– Да чего тут знать-то? – легко заглотил Илья Мишкину наживку. – Сто лет назад мы на самом краешке Погорынья поселились, недалеко от того места, где Пивень в Случь впадает. Нашли хорошее место, сделали росчисти под пашню, крепенько шуганули местных язычников и зажили себе. Но земля-то истощается. Это лесовики мало землю пашут, больше лесом живут, а нам пахотной земли нужно много. Ну поля постепенно от села все дальше и дальше отодвигались, чтобы пахарям безопасно было, приходилось все крепче и крепче лесовикам поддавать. К тому времени, как окончательно покой установился, пришлось новое место для поселения подыскивать – земля совсем плохо родить стала, а до новых полей приходилось целый день добираться.
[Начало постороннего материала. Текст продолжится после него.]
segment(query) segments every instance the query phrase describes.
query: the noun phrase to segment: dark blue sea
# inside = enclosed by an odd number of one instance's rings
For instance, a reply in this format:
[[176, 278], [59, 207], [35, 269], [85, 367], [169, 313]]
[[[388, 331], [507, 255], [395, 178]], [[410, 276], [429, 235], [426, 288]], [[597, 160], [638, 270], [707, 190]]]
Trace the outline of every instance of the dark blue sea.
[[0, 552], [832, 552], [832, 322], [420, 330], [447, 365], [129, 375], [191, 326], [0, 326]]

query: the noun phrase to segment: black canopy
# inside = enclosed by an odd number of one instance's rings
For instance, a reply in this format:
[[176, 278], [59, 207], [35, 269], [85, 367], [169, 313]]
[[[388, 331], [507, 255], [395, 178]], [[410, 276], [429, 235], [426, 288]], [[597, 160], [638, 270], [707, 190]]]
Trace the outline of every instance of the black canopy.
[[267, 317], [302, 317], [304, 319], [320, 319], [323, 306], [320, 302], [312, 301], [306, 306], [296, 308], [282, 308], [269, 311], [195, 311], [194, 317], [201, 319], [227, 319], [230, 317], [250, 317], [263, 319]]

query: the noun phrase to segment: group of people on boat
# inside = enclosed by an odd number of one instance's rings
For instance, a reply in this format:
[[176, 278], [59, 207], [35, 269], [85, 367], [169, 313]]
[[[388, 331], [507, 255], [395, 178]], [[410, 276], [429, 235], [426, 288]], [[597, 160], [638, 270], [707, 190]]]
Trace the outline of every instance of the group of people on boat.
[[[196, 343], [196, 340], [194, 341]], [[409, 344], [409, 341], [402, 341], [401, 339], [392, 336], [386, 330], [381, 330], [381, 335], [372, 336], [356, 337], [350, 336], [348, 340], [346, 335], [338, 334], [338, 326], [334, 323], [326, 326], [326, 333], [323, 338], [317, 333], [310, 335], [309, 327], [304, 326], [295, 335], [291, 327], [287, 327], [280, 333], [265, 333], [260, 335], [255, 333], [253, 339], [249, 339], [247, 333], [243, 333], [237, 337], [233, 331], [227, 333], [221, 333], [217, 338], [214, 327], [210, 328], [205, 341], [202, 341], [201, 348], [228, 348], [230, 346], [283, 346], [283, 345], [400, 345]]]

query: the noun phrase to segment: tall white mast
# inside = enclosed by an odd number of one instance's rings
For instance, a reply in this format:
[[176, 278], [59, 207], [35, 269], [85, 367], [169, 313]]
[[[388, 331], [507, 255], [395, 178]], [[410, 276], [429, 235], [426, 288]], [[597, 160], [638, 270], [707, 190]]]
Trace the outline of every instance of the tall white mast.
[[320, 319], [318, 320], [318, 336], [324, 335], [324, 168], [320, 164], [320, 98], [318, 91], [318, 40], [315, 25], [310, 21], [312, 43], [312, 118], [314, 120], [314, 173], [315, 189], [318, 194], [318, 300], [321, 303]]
Подыскали новое место, выше по течению Пивени. Сразу же, чтоб потом людей не терять, такую острастку язычникам устроили, что некоторые аж на Волынь от нас утекли. Рассказывают, что за одного убитого ратнинца тогдашний сотник целое селище дымом пускал. Ну а лесовики на тех, кто на прежнем месте жить остался, отыгрались – не только живых вырезали, а и на кладбище прах из могил выкопали и в реку покидали, такая ненависть была.

Сейчас Ратное уже на третьем месте стоит. Перебирались уже не так, как прежде, – тихо, постепенно и на такое место, с которого никого сгонять не надо было. Сначала острог небольшой поставили, переселили полусотню ратников с семьями. Агей – он только-только сотником стал – такую штуку придумал: переселялись сначала только те, кто на местных девках женат был, а на новоселье родню из дреговичей приглашали. Так более-менее мирно и обошлось. Хотя по-всякому, конечно, случалось. Бывало, что и…

Илья примолк, о чем-то задумавшись, потом сменил тему, махнув рукой:

– Короче говоря, пришло время Ратному опять переезжать. Все вроде бы понимают, но с насиженного места трогаться всегда трудно. Оттого и тын поправить все никак не соберемся – зачем, если уезжать? А если не уезжать, то как жить? Вот ты, Михайла, на последнем сходе был, там, рассказывают, разговор шел о том, чтобы Ратному городком стать, верно?

– Был разговор, – подтвердил Мишка.

– Но тогда ни воинской школы, ни крепости еще не существовало, так?

– Так. Ты к чему клонишь-то, Илья Фомич?

– Да к тому, что наша крепость – тот самый острог, с которого переселение начиналось! А ну как надумают в Ратном сюда переезжать? Тогда все наши разговоры, весь наш Совет прошлогоднего снега стоить не будут. Приедут сотник, староста, ратники, – будут все опять на сходе решать, куда и половине вольных ратнинцев ходу нет!

«Вот тебе, бабушка, и плюрализм! А вы-то, сэр Майкл, уже хозяином здесь себя чувствовать начали, первичную управляющую структуру создавать намылились. Приедет ратнинская элита и похерит все на фиг, пикнуть не даст! Спокойствие, сэр, только спокойствие! Ничего еще не ясно – лорд Корней не с бухты-барахты про город тогда ляпнул, есть у него какие-то планы. Планы, конечно, и изменить можно, но…»

– Да что это за переезд! – прервал Мишкины размышления Демьян. – Полдня пути, и то если по дороге, а если по прямой, так и того меньше! Не переезжают так!

«Кузен Демьян прав. Пивень, конечно, извивается, как змея, но общее направление движения ратнинцев на протяжении сотни лет было с северо-востока на юго-запад – все глубже и глубже в дикое Погорынье. Следующий бросок должен привести в самые дебри – в центр междуречья Горыни и Случи, несколько севернее владений боярина Журавля. Елозить на дистанции пятнадцать – двадцать километров смысла нет…»

– Так что скажешь, Михайла Фролыч? – обратился к Мишке Илья. – Собирается Корней с места сниматься или нет? Он тебе ничего такого не говорил?